The kid in the video is absolutely neither of the first two. And the chances of him even being the 3rd is extremely unlikely. 

As someone who has played the game (Counter-Strike) since it's original mod release in 1999, the company that runs the game has made it extremely difficult to be scammed. You have to essentially give the person the item, click a bunch of "I understand I'm not getting anything back for this item and could very well get scammed". Once you're done clicking boxes acknowledging the fact that you can get scammed. You get an e-mail notification asking a second time if you're 100% sure you want to make the trade. (fool me once shame on you, fool me twice shame on me)

So I have a feeling they were "friends" and the guy trusted the little kid too much. There are hundreds and hundreds of cases like this, the only reason this one is blowing up in popularity is because of the video sent afterwards by a 10 year old. 

Here's a reddit thread about it (I don't think it's the original thread)
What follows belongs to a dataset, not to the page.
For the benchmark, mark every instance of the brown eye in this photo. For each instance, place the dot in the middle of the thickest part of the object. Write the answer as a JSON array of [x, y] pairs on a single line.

https://www.reddit.com/r/videos/comments/47aixa/guy_got_scammed_for_100_then_received_a_video_by/


----------



## wizehop (Feb 24, 2016)

Come to think of it, I do tend to talk to a lot of my good friends that way on a regular basis


----------



## MarsOrScars (Feb 24, 2016)

7xMichael said:


> Speaking of plaque, that little fucker needs to be brought to the dentist asap.



No, no. He gets to the dentist. His diet just consists soley of Mountain Dew and cheetos.


----------



## TMG51 (Feb 24, 2016)

Jet Jaguar said:


> Hey I saw this on reddit yesterday and as far as I've read he was scammed out of a $100 virtual item in an online game.
> 
> 
> Please do not confuse this with "hacking" or "cracking" or anything like that, these terms are used as synonyms online when they are not. The easiest I can describe the differences are;
> ...



I was figuring it was probably something more like this but I hadn't looked into it. People always want to jump to the most alarming conclusion. Thanks for the clarification.
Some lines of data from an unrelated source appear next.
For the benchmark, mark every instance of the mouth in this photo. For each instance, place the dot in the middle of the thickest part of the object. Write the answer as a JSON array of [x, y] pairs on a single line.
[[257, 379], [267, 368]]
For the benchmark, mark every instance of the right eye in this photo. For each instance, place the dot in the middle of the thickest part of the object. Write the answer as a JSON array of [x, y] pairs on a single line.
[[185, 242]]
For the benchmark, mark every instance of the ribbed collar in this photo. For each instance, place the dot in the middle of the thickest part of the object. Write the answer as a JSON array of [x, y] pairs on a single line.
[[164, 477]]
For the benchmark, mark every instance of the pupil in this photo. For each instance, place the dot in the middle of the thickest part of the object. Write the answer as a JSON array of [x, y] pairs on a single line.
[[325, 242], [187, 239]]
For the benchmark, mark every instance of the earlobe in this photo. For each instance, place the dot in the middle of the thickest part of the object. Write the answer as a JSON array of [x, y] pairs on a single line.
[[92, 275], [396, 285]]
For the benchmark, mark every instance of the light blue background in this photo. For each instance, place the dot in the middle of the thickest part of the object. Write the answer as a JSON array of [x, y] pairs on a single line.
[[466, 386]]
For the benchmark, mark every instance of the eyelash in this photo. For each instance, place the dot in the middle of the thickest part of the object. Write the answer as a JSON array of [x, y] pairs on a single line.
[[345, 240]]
Incidentally I've been away from CS so long I didn't know people were paying money for items.


----------



## Matt Derrick (Feb 24, 2016)

TMG51 said:


> Incidentally I've been away from CS so long I didn't know people were paying money for items.



yeah, it's getting pretty fucking retarded. i'm sick of seeing ads for CS:GO skins everywhere.


----------



## Kim Chee (Feb 24, 2016)

TMG51 said:


> ...People always want to jump to the most alarming conclusion.
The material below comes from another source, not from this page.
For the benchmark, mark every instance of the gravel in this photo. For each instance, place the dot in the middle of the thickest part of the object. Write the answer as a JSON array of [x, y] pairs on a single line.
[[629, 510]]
It really isn't a jump when turd boy says he just scammed somebody in the clip.


----------



## Jet Jaguar (Feb 24, 2016)

TMG51 said:


> I was figuring it was probably something more like this but I hadn't looked into it. People always want to jump to the most alarming conclusion. Thanks for the clarification.
> 
> Incidentally I've been away from CS so long I didn't know people were paying money for items.



Yeah I started playing in 1.0 beta when my uncle showed me "this crazy cool half life mod!"

In the recent version they went a similar route as Team Fortress 2 with cosmetic gun skins that you can purchase with steam "money". It's silly but it doesn't effect the core game at least.


----------



## Deleted member 8978 (Feb 25, 2016)

Either he got scammed, or he was just seeking attention all along. Either way, he sounds like a girl! Hell, this site can use $100 right about now. That would be another month or two of web hosting!


----------